LOEX Conference Proceedings 2011

Document Type

Interactive

Publication Date

12-2013

Abstract

What I would like to propose is not a presentation but a strategy session. Over the ten years I have spent as an instruction librarian, I have come to realize that what we need is quantitative data showing the benefits that students derive from library instruction. It needs to be gathered and published in non-library forums, such as educational or subject specific journals. Once the benefits are publicized and understood by educators and faculty, we may be able to move beyond the fifty minute, one shot instruction session, and make an information literate society a reality.
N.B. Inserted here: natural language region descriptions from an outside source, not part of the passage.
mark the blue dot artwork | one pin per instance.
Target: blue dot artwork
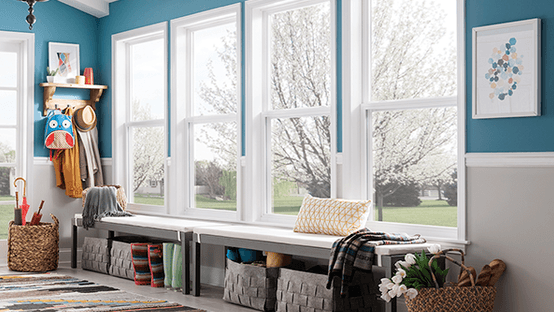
(505, 70)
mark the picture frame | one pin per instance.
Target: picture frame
(506, 70)
(65, 58)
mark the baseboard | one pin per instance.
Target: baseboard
(538, 159)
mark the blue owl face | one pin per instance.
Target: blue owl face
(59, 131)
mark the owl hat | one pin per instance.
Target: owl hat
(59, 131)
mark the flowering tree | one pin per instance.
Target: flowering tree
(148, 153)
(408, 62)
(409, 145)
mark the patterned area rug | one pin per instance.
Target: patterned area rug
(54, 292)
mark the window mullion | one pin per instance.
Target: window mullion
(413, 103)
(298, 112)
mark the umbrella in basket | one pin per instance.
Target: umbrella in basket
(37, 216)
(24, 206)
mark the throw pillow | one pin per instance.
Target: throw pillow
(331, 216)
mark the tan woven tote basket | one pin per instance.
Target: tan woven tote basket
(120, 195)
(33, 248)
(453, 298)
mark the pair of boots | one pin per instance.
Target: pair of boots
(157, 264)
(148, 264)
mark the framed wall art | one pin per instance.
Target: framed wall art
(65, 58)
(506, 70)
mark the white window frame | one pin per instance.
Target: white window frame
(356, 105)
(183, 119)
(25, 116)
(259, 115)
(121, 113)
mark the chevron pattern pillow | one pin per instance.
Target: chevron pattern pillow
(331, 216)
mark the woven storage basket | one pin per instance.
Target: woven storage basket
(453, 298)
(33, 248)
(120, 195)
(250, 285)
(96, 255)
(306, 291)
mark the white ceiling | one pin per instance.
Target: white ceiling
(98, 8)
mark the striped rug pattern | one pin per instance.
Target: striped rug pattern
(55, 292)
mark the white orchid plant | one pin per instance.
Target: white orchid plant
(412, 274)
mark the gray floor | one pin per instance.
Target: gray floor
(209, 300)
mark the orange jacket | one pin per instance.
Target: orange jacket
(66, 166)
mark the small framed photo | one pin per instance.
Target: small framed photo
(507, 70)
(65, 58)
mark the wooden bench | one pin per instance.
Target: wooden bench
(169, 229)
(285, 240)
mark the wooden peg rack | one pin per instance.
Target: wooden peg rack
(50, 103)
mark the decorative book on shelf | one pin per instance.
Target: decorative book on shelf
(51, 103)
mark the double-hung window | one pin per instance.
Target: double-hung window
(206, 113)
(140, 110)
(16, 101)
(413, 115)
(291, 105)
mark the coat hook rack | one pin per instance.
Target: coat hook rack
(50, 89)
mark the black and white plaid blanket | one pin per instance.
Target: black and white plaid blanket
(356, 252)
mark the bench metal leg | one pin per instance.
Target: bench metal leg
(74, 245)
(389, 271)
(196, 268)
(185, 250)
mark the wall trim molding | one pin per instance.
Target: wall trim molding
(45, 161)
(534, 159)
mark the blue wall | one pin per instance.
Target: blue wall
(526, 134)
(56, 22)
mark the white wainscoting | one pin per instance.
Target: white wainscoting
(540, 159)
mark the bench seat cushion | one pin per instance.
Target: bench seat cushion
(155, 222)
(288, 236)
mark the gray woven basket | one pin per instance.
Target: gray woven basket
(250, 285)
(121, 260)
(96, 255)
(304, 291)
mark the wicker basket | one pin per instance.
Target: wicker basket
(120, 195)
(453, 298)
(33, 248)
(250, 285)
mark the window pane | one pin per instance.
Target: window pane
(215, 165)
(147, 152)
(414, 165)
(7, 145)
(147, 80)
(8, 68)
(300, 150)
(215, 75)
(413, 49)
(8, 103)
(301, 57)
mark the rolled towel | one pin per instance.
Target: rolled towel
(168, 263)
(177, 267)
(139, 252)
(155, 263)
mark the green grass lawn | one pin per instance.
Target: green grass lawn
(149, 199)
(429, 212)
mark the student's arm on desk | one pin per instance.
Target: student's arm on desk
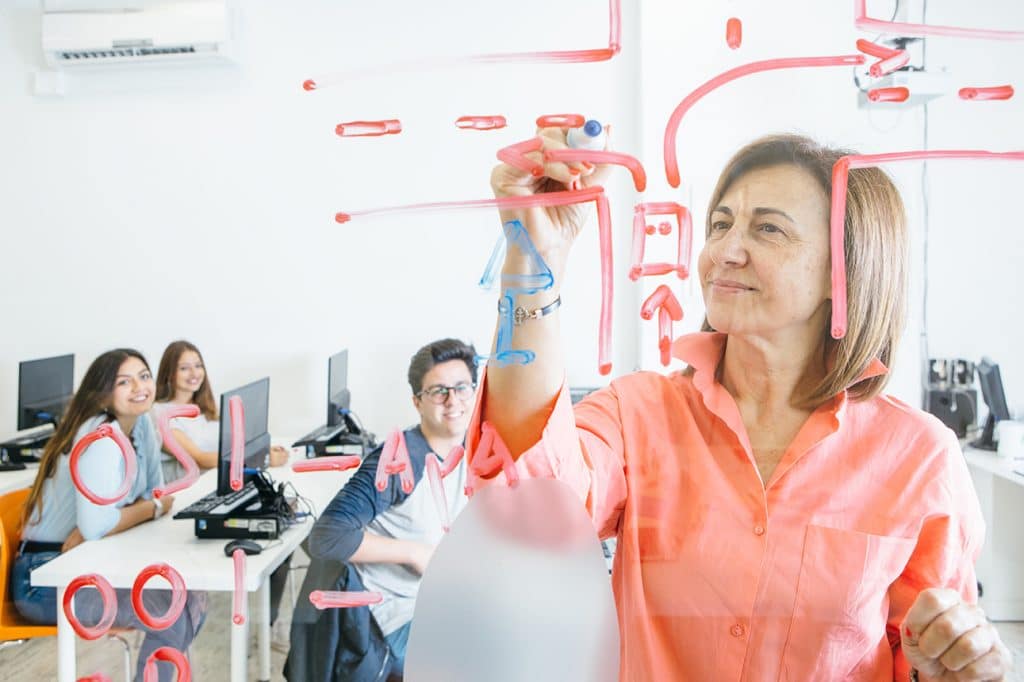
(100, 468)
(340, 534)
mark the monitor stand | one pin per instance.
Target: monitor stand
(28, 448)
(987, 433)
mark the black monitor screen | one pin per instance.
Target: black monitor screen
(255, 402)
(338, 396)
(991, 389)
(44, 388)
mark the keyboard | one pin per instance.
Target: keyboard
(214, 504)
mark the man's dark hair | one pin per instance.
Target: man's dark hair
(435, 353)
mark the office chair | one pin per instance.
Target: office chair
(14, 630)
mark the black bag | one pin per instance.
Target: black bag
(336, 644)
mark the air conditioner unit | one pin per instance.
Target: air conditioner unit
(81, 33)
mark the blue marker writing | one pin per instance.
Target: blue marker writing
(590, 135)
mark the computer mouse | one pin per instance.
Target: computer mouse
(250, 547)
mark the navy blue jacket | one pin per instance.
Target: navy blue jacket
(345, 643)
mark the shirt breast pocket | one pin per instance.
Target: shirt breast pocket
(842, 602)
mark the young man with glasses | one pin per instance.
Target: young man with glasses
(385, 538)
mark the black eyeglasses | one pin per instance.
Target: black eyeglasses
(438, 394)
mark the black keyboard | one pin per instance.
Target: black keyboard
(213, 504)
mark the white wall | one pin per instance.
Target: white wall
(199, 203)
(973, 266)
(148, 205)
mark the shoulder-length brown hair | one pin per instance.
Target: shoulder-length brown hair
(91, 398)
(165, 379)
(877, 245)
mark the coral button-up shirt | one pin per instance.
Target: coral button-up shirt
(720, 576)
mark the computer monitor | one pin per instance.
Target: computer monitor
(255, 402)
(995, 399)
(338, 396)
(44, 389)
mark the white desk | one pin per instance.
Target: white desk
(13, 480)
(202, 563)
(1000, 566)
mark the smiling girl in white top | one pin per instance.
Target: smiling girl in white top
(181, 379)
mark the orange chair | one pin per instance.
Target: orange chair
(13, 628)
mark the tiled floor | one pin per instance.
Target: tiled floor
(35, 661)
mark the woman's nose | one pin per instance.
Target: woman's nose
(728, 249)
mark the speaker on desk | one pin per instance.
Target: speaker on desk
(957, 408)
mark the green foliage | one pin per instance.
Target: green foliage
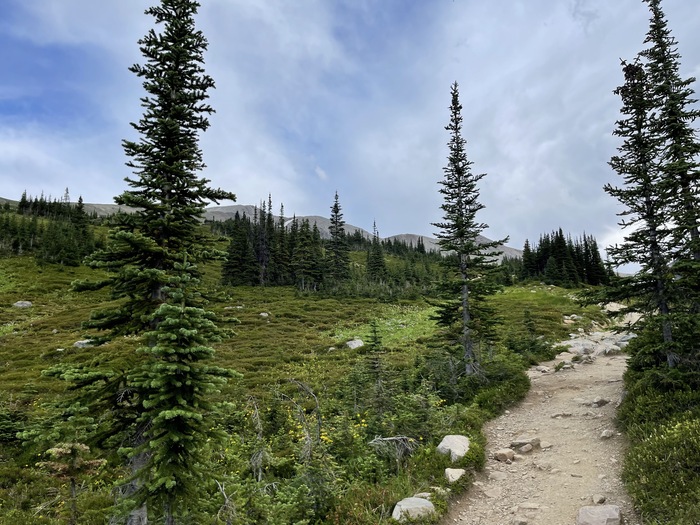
(470, 268)
(563, 261)
(661, 473)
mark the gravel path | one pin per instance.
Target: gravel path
(574, 463)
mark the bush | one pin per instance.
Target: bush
(662, 473)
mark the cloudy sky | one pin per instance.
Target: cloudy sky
(314, 96)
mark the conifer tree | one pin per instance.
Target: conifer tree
(671, 122)
(470, 266)
(338, 258)
(645, 212)
(376, 265)
(153, 257)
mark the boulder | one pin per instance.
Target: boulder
(412, 508)
(599, 515)
(355, 343)
(455, 445)
(453, 474)
(23, 304)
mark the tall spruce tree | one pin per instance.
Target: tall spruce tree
(469, 264)
(671, 122)
(645, 213)
(338, 254)
(376, 265)
(153, 257)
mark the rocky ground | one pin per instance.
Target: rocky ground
(568, 419)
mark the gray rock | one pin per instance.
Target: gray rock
(504, 454)
(23, 304)
(455, 445)
(521, 441)
(599, 515)
(355, 343)
(598, 499)
(497, 475)
(412, 508)
(453, 474)
(600, 401)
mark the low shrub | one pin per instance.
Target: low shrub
(662, 473)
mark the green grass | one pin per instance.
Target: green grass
(301, 337)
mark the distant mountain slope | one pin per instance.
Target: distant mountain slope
(221, 213)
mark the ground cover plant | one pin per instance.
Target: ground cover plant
(298, 422)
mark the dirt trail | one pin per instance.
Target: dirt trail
(548, 485)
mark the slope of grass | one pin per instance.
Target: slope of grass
(280, 334)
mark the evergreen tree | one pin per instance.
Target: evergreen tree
(376, 265)
(671, 122)
(338, 256)
(645, 208)
(240, 267)
(152, 256)
(471, 266)
(529, 269)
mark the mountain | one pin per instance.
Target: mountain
(221, 213)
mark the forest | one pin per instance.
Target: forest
(159, 368)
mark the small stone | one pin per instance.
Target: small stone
(599, 515)
(525, 440)
(560, 415)
(455, 445)
(600, 401)
(504, 454)
(453, 474)
(23, 304)
(412, 508)
(598, 499)
(494, 493)
(355, 343)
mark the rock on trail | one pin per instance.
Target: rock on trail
(555, 458)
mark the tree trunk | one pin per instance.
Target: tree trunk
(137, 516)
(467, 343)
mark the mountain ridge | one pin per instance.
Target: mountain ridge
(222, 213)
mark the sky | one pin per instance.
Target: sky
(318, 96)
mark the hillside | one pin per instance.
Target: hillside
(222, 213)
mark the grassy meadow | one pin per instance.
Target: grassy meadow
(280, 335)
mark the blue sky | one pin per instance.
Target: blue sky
(315, 96)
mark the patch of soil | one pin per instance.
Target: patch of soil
(573, 464)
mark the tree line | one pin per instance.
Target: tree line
(265, 250)
(55, 231)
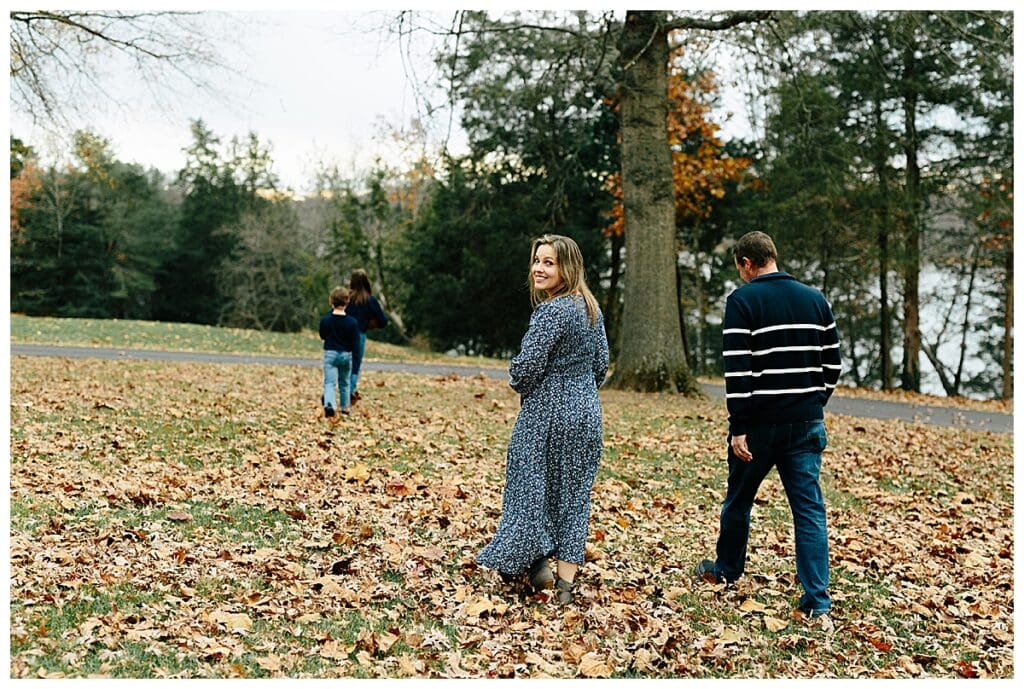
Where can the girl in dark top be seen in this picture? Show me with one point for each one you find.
(340, 333)
(368, 312)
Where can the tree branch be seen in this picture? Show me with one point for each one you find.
(732, 19)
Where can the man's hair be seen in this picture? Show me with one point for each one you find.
(339, 296)
(359, 285)
(756, 246)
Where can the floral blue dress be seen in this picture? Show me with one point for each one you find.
(556, 441)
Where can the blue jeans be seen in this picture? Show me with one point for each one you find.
(337, 368)
(363, 348)
(796, 450)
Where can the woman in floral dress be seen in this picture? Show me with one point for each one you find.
(557, 439)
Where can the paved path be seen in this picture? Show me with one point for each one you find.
(854, 406)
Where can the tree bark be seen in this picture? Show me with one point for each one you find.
(1008, 325)
(885, 219)
(651, 356)
(611, 306)
(910, 377)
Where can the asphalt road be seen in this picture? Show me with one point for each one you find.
(854, 406)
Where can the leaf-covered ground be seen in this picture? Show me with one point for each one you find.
(186, 520)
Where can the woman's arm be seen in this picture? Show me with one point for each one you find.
(546, 327)
(601, 353)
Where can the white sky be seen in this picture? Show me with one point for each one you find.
(316, 85)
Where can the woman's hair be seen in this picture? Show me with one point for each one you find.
(359, 285)
(570, 268)
(339, 297)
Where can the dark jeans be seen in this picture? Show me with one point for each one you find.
(796, 450)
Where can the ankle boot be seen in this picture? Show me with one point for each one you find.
(564, 591)
(540, 574)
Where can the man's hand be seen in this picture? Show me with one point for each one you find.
(739, 447)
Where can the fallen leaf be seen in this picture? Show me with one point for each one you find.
(593, 664)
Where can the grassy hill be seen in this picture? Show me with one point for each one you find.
(205, 520)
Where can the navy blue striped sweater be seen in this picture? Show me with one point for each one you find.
(781, 354)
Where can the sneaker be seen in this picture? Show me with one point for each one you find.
(821, 618)
(706, 570)
(814, 614)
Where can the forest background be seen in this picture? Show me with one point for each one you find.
(881, 162)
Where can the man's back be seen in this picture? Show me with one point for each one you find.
(780, 350)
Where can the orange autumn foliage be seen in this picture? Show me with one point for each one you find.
(22, 188)
(700, 169)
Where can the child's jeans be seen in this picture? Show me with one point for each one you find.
(337, 369)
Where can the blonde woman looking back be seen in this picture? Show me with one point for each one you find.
(556, 442)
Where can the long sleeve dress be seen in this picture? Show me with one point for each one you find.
(556, 441)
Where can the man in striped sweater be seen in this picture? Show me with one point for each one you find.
(781, 364)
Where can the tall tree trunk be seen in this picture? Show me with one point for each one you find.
(651, 356)
(612, 317)
(958, 376)
(1008, 325)
(885, 219)
(910, 379)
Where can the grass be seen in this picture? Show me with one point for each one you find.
(143, 515)
(190, 337)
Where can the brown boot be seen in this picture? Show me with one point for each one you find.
(540, 574)
(564, 591)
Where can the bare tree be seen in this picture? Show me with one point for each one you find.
(57, 57)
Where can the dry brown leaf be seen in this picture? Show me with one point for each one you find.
(751, 605)
(593, 664)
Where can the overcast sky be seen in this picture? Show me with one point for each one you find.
(316, 85)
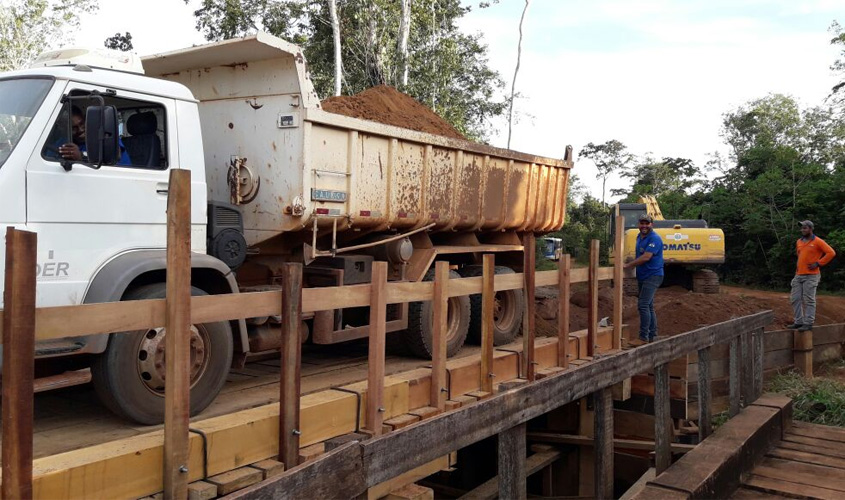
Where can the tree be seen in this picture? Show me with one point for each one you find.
(516, 72)
(119, 42)
(608, 158)
(30, 27)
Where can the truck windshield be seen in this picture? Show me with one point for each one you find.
(19, 101)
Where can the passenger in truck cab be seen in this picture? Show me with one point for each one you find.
(75, 150)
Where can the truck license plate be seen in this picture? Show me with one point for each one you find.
(328, 195)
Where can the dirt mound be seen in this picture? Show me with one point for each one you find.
(387, 105)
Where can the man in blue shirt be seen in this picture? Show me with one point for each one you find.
(649, 264)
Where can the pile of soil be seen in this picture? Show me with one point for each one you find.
(385, 104)
(680, 310)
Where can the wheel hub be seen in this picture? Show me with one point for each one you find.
(151, 357)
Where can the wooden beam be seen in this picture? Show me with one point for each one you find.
(439, 387)
(564, 271)
(488, 299)
(663, 426)
(593, 305)
(603, 454)
(618, 278)
(177, 390)
(291, 362)
(375, 367)
(705, 401)
(529, 266)
(512, 463)
(18, 362)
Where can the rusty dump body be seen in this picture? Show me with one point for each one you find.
(270, 148)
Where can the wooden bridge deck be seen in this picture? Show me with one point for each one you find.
(809, 462)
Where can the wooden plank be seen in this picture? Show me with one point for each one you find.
(663, 426)
(593, 306)
(618, 254)
(705, 415)
(512, 452)
(18, 362)
(564, 272)
(291, 362)
(177, 390)
(439, 383)
(603, 452)
(488, 299)
(375, 366)
(528, 330)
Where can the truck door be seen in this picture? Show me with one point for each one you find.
(84, 217)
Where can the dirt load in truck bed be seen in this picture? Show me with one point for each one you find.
(387, 105)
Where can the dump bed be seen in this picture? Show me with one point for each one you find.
(270, 147)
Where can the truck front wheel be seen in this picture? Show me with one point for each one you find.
(421, 323)
(129, 375)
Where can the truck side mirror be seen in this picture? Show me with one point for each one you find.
(101, 135)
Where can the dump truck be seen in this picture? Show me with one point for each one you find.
(275, 179)
(690, 247)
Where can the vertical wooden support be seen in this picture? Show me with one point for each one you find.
(802, 352)
(747, 363)
(663, 426)
(488, 301)
(512, 463)
(618, 278)
(528, 269)
(375, 367)
(603, 435)
(291, 353)
(734, 374)
(439, 391)
(593, 306)
(757, 341)
(564, 281)
(705, 416)
(177, 390)
(18, 362)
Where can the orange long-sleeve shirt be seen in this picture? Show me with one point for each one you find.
(810, 251)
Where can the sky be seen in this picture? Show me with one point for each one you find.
(655, 74)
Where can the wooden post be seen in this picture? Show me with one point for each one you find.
(705, 416)
(291, 353)
(663, 426)
(440, 301)
(375, 366)
(747, 379)
(512, 463)
(802, 352)
(564, 280)
(603, 435)
(177, 390)
(529, 253)
(734, 374)
(488, 300)
(593, 306)
(618, 278)
(18, 362)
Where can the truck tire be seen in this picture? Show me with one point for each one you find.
(418, 335)
(129, 376)
(507, 313)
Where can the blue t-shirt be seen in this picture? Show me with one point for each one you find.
(653, 244)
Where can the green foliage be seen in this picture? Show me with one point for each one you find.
(29, 27)
(448, 70)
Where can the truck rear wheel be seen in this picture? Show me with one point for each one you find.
(418, 335)
(129, 375)
(508, 308)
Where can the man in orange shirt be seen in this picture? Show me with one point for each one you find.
(813, 253)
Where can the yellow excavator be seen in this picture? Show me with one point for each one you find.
(690, 247)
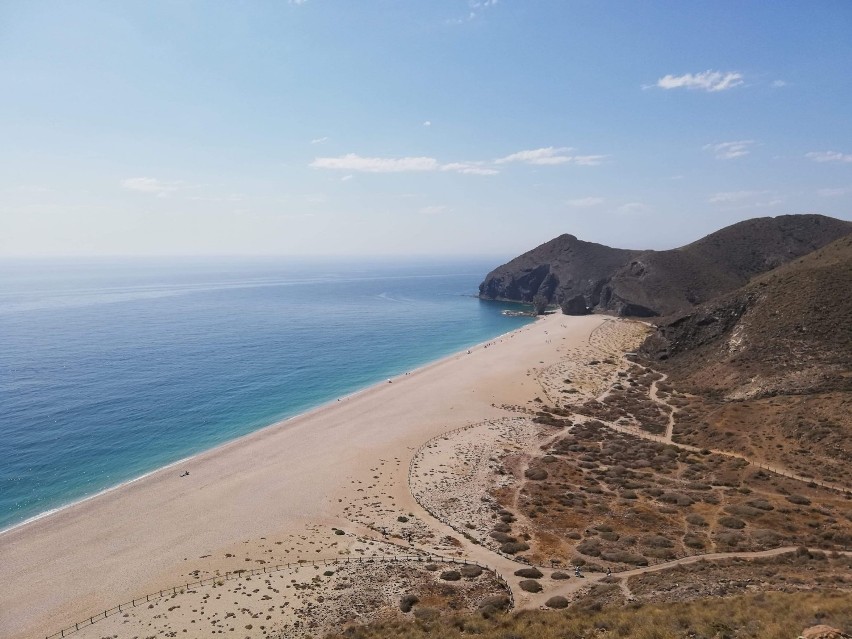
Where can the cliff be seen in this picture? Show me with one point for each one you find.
(584, 277)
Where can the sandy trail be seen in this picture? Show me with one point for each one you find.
(273, 483)
(667, 439)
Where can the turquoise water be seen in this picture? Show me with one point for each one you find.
(110, 369)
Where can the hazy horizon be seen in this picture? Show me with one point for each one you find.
(452, 128)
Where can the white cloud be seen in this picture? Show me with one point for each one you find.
(584, 202)
(730, 150)
(829, 156)
(151, 185)
(833, 192)
(469, 168)
(727, 197)
(710, 81)
(546, 155)
(745, 199)
(633, 207)
(433, 210)
(588, 160)
(476, 9)
(353, 162)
To do this, we need to form a strategy for conducting the research, ideally working with colleges and universities of different sizes, and agree to use measures that are mutually compatible so that the resulting statistics can be compared validly. The resulting broad spectrum of evidence that library instruction is the cornerstone on which our information-rich society can build its knowledge will demonstrate its value, and show that it needs to be taught systematically rather than to depend on students "picking it up."

This will be a brainstorming session where anyone who wants can make suggestions and volunteer to gather information from their institutions and contribute it to the aggregate. Obviously this is a long-term project, but the librarians who attend LOEX are the best group to undertake it. This interactive workshop will be facilitated by a veteran instruction librarian and a professor of library science whose specialization is academic libraries.